The book opens with a gaggle of female undergrads gathering on a deserted boathouse to set up a society dedicated to sorting out their rotten Bursar, who is universally loathed. Lo and behold, a punt comes floating by with the Bursar dead in the bottom – wish fulfilment or what! However, the alarmed girls manage to muddy the waters (!) around the case for quite a while, with their attempts to investigate, which makes the job of Detective-Inspector Braydon from Scotland Yard all the more difficult. There is, of course, the worry of the publicity and the effect on women’s colleges and their perception by the public. But who would have actually killed the Bursar? Does the local eccentric, from whom the college wishes to buy more land, hate women enough to take this kind of action. Or maybe the local farmer who wants to sell his land to Persephone college? Or is this simply an undergrad rag gone wrong?

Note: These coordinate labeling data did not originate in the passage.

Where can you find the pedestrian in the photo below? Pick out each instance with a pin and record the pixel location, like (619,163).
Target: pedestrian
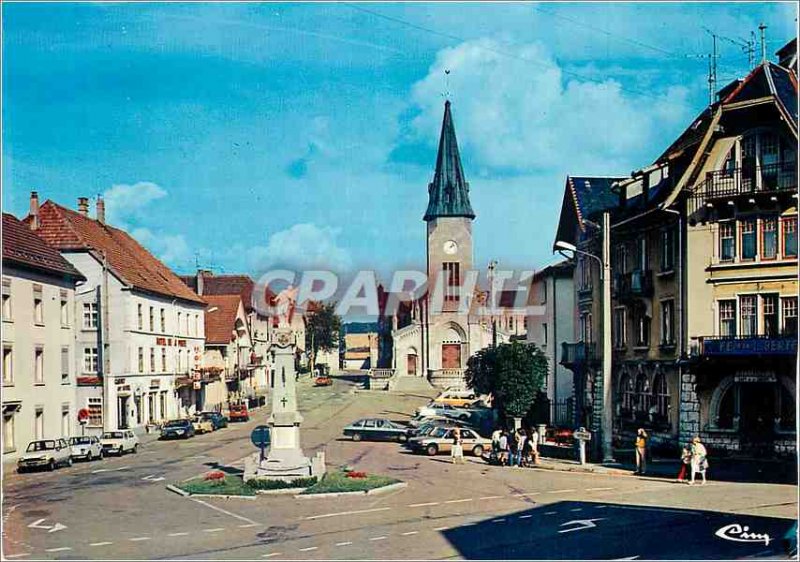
(699,460)
(457,450)
(686,459)
(641,451)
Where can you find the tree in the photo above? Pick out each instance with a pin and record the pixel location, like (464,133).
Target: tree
(322,329)
(514,373)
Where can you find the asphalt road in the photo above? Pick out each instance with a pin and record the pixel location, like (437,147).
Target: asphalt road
(120,508)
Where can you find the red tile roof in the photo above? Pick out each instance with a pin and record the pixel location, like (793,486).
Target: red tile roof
(23,248)
(221,318)
(66,230)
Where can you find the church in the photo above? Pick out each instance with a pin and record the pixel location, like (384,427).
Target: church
(430,338)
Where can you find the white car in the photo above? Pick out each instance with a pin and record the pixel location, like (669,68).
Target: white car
(119,442)
(87,448)
(47,453)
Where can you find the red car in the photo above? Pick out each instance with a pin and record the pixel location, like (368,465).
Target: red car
(238,412)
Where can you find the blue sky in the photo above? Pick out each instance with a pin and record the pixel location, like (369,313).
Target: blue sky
(265,135)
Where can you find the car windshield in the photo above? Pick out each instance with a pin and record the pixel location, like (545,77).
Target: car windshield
(41,446)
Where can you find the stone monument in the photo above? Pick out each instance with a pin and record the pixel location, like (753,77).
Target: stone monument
(285,460)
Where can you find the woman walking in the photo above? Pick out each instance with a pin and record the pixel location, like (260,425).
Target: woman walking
(699,462)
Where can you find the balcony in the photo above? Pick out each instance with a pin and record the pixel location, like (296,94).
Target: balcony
(769,179)
(744,346)
(576,355)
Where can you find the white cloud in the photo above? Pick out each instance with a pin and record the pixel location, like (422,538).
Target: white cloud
(516,109)
(302,246)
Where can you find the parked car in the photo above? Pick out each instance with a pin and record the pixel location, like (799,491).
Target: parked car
(202,425)
(87,448)
(119,442)
(218,420)
(47,453)
(375,429)
(178,429)
(440,440)
(239,412)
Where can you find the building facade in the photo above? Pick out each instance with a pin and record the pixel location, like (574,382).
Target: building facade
(38,340)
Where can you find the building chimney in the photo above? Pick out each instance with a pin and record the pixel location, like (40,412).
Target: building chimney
(101,210)
(34,212)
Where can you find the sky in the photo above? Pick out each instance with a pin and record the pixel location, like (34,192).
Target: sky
(250,136)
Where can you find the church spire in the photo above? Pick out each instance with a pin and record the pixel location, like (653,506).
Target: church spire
(448,193)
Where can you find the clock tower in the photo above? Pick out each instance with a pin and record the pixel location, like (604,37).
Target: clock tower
(449,217)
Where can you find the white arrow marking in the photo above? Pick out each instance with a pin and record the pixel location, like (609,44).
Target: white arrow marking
(49,528)
(582,524)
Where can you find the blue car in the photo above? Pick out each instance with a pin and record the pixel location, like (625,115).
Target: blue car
(177,429)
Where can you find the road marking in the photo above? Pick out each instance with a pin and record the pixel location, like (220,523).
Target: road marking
(325,515)
(99,470)
(226,512)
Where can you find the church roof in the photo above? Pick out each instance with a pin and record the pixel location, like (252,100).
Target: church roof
(448,193)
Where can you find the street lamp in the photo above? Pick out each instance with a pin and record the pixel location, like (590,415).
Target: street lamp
(605,275)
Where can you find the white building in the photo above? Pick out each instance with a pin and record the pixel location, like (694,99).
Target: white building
(140,331)
(38,340)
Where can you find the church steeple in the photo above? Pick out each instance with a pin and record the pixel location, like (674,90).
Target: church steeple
(448,193)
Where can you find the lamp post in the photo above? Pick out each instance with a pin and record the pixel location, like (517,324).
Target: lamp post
(604,261)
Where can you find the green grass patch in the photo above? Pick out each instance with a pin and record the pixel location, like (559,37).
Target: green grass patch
(337,481)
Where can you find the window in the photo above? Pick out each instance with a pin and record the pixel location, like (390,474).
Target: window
(38,365)
(789,237)
(789,305)
(769,315)
(619,327)
(90,315)
(747,312)
(64,309)
(8,365)
(667,249)
(95,407)
(727,241)
(65,365)
(727,318)
(38,305)
(90,360)
(769,238)
(6,299)
(748,228)
(668,322)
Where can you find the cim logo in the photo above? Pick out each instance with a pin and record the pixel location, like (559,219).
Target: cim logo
(738,533)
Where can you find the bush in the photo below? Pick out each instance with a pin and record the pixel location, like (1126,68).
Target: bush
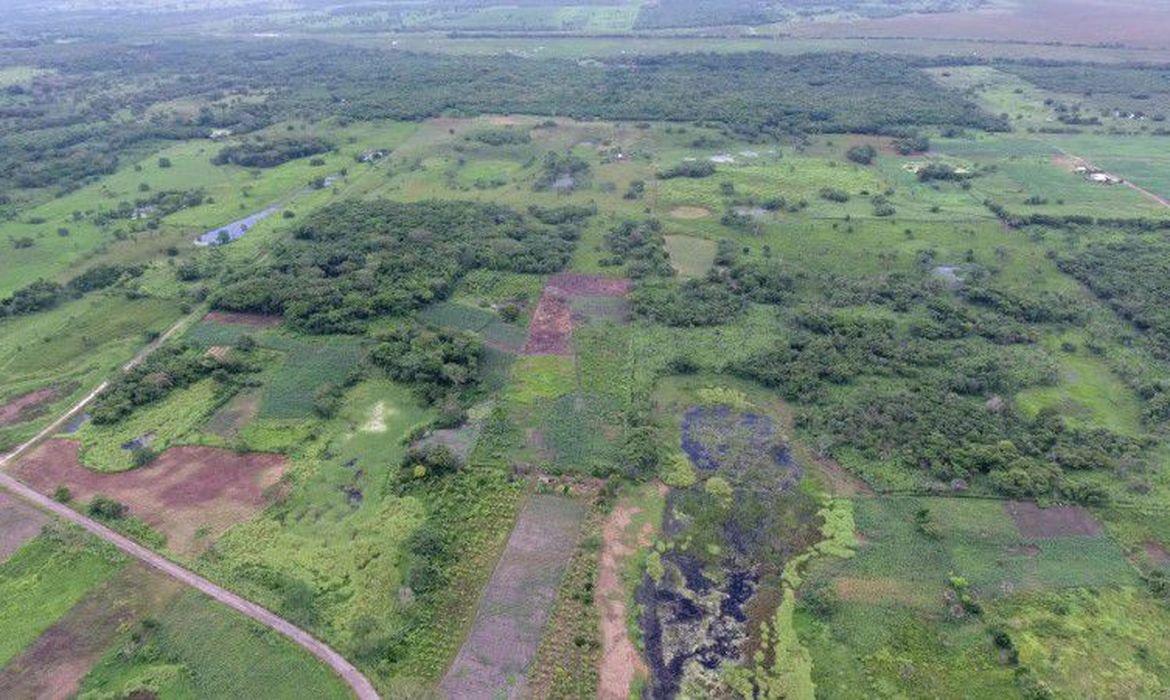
(862,155)
(105,508)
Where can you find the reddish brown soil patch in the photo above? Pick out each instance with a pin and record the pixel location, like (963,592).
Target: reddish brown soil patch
(494,659)
(26,407)
(19,523)
(578,285)
(61,657)
(1057,521)
(255,320)
(1156,554)
(551,326)
(840,481)
(620,660)
(185,492)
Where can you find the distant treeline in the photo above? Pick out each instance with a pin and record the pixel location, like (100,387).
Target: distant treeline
(352,261)
(64,129)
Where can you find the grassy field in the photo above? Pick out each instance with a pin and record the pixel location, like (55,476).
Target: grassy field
(45,578)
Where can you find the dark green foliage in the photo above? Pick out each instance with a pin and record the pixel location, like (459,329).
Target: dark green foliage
(695,302)
(1133,276)
(502,136)
(941,171)
(431,460)
(105,508)
(640,247)
(862,155)
(688,169)
(562,172)
(355,260)
(834,194)
(912,144)
(270,152)
(439,363)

Perhaps having looked forward to this one so much, it was inevitable that it wouldn’t be quite so good as I thought. It’s very well written, and the atmosphere of the Oxford college is strongly portrayed. However, the undergrads do come across more like schoolgirls than university students, and the plot is perhaps a little slim. It’s not that this book is not enjoyable – far from it, I really had fun reading it – but unfortunately for it, “Death on the Cherwell” can’t help but suffer from comparison with that other great Oxford ladies’ college murder story, Dorothy L. Sayers’ “Gaudy Night”. In many ways, it’s unfair to compare the two, because Hay was obviously just writing a murder mystery in a setting she knew, whilst making the odd point about attitudes to female learning. Sayers, however, took the crime novel to new heights with “Gaudy Night” – I always need to remind myself that Sayers was a great novelist who just happened to write crime. Both books came out in the same year, and although both authors obviously had concerns about education for women being taken seriously, Sayers is the one that uses her novel to the greatest effect to get this across (as well as writing an outstanding novel).

Putting comparisons aside, however, DOTC is a good read – full of lively characters, plenty of local colour, twists, turns and red herrings. I had an inkling of the solution reasonably early one, and once again found the ending a little anticlimactic; nevertheless, if you love Golden Age crime this book (and any of the others from the British Library Crime Classics collection) are ideal for you! And they certainly gave me many enjoyable hours over a wet bank holiday weekend, so kudos to the BL for bringing these lost works back into print, and in such lovely editions!